Poi abbiamo cercato di far dimenticare la brutta figura fatta nella touche con l’Irlanda ed abbiamo visto all’opera una mischia non più – letteralmente – tenuta in piedi (si fa per dire) da cefalopodi a due tentacoli, ma da gente che era motivata e consapevole delle proprie forze. Inoltre, c’è stata una ritrovata aggressività che ha contribuito a togliere l’iniziativa agli inglesi, soprattutto al largo, ed una buona disciplina (tranne il giallo a Castrogiovanni).
Dobbiamo ancora migliorare nella gestione al piede, soprattutto per ciò che riguarda l’esplorazione delle zone più scarsamente coperte. I calci alti effettuati per mettere pressione difensiva all’avversario sono inutili, per esempio, se vanno a finire dentro la linea dei 22: il “mark” avversario ricaccia indietro e frustra le intenzioni.

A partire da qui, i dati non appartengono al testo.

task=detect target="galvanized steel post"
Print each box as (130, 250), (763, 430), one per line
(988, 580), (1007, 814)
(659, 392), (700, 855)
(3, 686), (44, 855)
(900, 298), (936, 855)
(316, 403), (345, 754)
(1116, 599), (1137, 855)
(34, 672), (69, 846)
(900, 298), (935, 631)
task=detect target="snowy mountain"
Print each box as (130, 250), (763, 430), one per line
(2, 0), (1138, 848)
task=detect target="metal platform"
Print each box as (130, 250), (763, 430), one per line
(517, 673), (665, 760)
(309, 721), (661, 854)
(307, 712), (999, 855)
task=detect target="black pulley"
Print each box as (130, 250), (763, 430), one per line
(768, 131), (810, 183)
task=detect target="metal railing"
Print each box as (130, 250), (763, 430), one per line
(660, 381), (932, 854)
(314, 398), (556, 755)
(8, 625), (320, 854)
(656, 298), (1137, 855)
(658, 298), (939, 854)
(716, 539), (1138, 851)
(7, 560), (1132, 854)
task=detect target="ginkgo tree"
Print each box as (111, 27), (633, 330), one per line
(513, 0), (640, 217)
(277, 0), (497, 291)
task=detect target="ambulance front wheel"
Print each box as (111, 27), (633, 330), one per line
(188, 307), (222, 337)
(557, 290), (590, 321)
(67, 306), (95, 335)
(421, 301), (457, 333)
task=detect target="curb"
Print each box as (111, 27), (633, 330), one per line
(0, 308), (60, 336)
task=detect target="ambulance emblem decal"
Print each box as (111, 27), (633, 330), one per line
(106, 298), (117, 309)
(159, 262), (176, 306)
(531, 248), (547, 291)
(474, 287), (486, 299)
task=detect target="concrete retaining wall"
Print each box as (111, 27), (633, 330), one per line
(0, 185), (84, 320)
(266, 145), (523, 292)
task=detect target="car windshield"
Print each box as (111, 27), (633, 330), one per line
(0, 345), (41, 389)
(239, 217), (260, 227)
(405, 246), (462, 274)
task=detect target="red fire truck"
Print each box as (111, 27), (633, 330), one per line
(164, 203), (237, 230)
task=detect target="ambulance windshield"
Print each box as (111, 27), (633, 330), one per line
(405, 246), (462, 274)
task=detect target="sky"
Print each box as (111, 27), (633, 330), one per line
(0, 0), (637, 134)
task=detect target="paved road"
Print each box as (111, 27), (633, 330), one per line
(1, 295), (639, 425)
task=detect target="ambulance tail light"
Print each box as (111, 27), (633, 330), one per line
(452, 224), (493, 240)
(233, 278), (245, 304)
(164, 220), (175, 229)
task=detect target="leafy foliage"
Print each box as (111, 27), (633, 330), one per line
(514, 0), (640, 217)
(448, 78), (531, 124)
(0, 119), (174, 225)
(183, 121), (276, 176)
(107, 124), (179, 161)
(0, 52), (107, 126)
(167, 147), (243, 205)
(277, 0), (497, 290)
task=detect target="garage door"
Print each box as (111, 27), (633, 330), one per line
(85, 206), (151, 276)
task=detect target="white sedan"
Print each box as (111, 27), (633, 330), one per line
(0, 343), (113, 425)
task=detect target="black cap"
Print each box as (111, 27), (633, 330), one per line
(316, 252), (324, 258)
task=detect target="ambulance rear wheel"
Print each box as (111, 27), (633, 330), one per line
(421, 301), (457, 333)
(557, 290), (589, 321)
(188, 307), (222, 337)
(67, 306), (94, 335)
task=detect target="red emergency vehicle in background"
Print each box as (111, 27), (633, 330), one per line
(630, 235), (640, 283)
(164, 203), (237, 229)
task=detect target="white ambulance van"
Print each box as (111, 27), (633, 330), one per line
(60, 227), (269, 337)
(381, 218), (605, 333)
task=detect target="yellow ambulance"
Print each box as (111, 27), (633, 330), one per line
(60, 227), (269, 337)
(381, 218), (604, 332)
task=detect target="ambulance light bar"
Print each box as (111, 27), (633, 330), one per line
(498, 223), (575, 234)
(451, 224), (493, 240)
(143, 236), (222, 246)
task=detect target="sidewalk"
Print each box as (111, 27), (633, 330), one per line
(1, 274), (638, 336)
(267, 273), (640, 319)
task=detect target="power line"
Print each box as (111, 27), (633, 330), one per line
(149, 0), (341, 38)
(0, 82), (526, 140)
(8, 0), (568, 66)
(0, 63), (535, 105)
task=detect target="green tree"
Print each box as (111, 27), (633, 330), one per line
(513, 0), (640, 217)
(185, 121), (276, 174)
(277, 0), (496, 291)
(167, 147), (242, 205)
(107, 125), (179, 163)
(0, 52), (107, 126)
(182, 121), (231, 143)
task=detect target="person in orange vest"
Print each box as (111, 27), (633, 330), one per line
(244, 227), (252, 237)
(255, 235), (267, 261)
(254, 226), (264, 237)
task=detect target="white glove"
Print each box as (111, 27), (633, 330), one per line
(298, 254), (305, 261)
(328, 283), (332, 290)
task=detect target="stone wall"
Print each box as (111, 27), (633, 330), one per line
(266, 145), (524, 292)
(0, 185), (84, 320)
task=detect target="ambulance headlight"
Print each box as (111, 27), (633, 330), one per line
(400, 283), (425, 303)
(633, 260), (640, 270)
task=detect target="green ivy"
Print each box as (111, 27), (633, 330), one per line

Infine, bisogna anche considerare che non abbiamo nessuna pedina, tra la cavalleria leggera, dotata di accelerazione bruciante con conseguente repentino cambio dell’angolo di corsa e da questo ne deriva una conquista della linea del vantaggio che si ottiene raramente. Risultato? Cornate ed autoscontri che, contro difese dotate di un’organizzazione appena decente, quando va bene, rendono un calcio a favore.